Cordarone
Bloqueur multicanal disponible par voie orale et intraveineuse, réunissant des propriétés des classes I à IV. Sa distribution tissulaire massive et sa demi-vie qui se compte en semaines font que l'instauration comme l'arrêt ont des conséquences pendant des mois.
Toxicité pulmonaire, toxicité hépatique et effet proarythmique. À réserver aux arythmies menaçant le pronostic vital ; instaurer sous surveillance.

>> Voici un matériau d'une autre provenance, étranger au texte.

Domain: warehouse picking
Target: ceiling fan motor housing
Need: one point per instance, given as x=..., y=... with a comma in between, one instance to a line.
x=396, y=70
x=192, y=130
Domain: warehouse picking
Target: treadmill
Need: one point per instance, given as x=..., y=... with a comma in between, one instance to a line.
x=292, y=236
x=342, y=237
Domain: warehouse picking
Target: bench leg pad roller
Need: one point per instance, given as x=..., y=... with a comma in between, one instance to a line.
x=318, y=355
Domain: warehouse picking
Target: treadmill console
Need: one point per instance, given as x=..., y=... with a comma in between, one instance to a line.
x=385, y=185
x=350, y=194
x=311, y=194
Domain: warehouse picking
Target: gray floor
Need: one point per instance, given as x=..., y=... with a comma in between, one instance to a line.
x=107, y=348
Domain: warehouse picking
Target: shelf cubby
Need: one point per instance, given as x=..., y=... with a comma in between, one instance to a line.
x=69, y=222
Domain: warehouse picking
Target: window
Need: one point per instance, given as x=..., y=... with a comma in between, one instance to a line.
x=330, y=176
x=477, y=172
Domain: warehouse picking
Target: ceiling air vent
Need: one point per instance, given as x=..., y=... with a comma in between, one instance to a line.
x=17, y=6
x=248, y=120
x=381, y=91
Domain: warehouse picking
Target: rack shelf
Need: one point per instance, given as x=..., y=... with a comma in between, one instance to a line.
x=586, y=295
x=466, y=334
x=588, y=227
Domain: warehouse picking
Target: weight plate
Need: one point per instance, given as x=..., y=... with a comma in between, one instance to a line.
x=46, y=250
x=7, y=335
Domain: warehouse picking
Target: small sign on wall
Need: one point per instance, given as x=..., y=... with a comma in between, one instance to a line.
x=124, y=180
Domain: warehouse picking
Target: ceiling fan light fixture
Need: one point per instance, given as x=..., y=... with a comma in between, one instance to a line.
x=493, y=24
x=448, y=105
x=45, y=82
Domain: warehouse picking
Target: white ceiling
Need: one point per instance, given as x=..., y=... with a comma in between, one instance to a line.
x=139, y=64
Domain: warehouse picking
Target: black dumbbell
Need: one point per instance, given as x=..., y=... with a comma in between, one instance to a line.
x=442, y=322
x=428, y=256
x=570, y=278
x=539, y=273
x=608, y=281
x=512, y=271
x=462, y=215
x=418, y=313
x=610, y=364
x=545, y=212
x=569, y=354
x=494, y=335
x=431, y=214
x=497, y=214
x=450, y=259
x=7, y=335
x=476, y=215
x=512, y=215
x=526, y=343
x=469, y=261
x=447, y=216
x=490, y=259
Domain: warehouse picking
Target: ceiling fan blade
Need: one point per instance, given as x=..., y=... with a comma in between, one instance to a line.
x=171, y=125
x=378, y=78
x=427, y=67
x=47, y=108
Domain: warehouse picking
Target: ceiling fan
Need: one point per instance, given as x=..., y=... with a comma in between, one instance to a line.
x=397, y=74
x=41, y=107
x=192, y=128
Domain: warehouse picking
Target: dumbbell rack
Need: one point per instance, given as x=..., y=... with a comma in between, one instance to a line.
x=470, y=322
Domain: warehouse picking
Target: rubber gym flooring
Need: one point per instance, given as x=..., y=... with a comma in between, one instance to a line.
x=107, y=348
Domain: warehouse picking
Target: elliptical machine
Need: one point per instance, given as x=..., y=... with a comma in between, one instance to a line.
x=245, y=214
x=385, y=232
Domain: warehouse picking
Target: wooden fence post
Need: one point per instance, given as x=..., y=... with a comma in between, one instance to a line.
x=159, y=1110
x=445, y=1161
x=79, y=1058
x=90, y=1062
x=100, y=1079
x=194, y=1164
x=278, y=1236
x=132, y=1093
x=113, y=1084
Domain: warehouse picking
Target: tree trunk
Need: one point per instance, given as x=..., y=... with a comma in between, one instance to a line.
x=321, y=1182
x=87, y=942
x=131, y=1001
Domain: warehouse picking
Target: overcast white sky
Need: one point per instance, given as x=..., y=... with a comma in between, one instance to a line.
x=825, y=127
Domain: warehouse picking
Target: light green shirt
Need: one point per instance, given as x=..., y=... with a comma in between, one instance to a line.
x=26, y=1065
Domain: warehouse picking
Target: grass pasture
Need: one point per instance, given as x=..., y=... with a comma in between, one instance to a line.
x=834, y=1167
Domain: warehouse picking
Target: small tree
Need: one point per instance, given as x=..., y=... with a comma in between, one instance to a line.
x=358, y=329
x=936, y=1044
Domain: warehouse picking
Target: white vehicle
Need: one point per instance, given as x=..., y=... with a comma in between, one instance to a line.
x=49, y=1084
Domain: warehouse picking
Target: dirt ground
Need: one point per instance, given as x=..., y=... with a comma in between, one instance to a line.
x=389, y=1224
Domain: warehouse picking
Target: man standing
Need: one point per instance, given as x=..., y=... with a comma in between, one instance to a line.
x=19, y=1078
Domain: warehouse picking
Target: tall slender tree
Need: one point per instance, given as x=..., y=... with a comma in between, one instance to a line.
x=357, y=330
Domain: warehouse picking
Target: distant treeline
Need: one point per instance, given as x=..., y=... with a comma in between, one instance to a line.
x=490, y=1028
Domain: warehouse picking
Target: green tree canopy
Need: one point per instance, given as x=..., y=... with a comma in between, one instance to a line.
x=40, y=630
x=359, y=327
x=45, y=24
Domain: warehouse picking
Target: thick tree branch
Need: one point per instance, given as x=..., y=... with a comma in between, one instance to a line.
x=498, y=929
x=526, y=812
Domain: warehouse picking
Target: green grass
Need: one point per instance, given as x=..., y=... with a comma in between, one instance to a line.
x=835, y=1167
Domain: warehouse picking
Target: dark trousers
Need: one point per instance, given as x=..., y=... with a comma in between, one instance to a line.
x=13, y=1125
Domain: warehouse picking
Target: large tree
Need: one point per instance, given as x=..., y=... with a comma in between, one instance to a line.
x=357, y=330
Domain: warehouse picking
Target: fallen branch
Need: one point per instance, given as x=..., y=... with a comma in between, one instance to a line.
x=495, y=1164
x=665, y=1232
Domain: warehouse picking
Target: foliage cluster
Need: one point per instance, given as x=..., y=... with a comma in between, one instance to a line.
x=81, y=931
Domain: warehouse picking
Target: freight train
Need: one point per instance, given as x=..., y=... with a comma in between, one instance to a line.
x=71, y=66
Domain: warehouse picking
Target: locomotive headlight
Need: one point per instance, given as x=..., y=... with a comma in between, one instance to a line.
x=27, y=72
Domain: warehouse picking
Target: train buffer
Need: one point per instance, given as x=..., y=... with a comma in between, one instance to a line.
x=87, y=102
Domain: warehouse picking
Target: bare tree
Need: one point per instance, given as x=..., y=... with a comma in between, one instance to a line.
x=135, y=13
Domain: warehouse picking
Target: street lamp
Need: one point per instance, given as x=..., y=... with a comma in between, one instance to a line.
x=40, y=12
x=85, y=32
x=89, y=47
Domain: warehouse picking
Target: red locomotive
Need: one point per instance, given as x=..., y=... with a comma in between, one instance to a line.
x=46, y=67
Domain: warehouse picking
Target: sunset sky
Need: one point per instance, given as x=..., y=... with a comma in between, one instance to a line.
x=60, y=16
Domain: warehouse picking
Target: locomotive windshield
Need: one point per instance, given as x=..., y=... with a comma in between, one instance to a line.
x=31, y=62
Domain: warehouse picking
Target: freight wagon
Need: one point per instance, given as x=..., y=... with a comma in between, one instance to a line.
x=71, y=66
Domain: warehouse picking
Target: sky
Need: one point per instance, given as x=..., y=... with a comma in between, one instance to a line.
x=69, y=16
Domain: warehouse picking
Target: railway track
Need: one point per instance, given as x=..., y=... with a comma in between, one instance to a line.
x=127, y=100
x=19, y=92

| Indication | Schéma | Commentaire |
|---|---|---|
| Fibrillation ventriculaire / TV sans pouls | 300 mg IV en bolus, renouvelables une fois par 150 mg | après le 3e choc électrique |
| Tachycardie ventriculaire stable | 150 mg IV sur 10 min, puis 1 mg/min pendant 6 h | puis 0,5 mg/min |
| Cardioversion pharmacologique (IV) | 5–7 mg/kg IV sur 1–2 h, puis 50 mg/h | maximum 1200 mg/24 h |
| Charge intraveineuse | 300 mg dans 250 ml de glucose 50 mg/ml sur 30–60 min, puis 900–1200 mg sur 24 h | de préférence par voie centrale |
| Charge orale (RCP) | 200 mg × 3 pendant 1 semaine, puis 200 mg × 2 pendant 1 semaine | à prendre au cours d'un repas |
| Charge orale, rapide | 200 mg × 3 pendant 4 semaines, puis 200 mg × 1 | schéma de pratique au-delà du RCP |
| Entretien | 200 mg × 1 ou moins | réévaluer la dose régulièrement, en particulier au-dessus de 200 mg par jour |
Aucune adaptation, quel que soit le DFG. Non épuré par l'hémodialyse.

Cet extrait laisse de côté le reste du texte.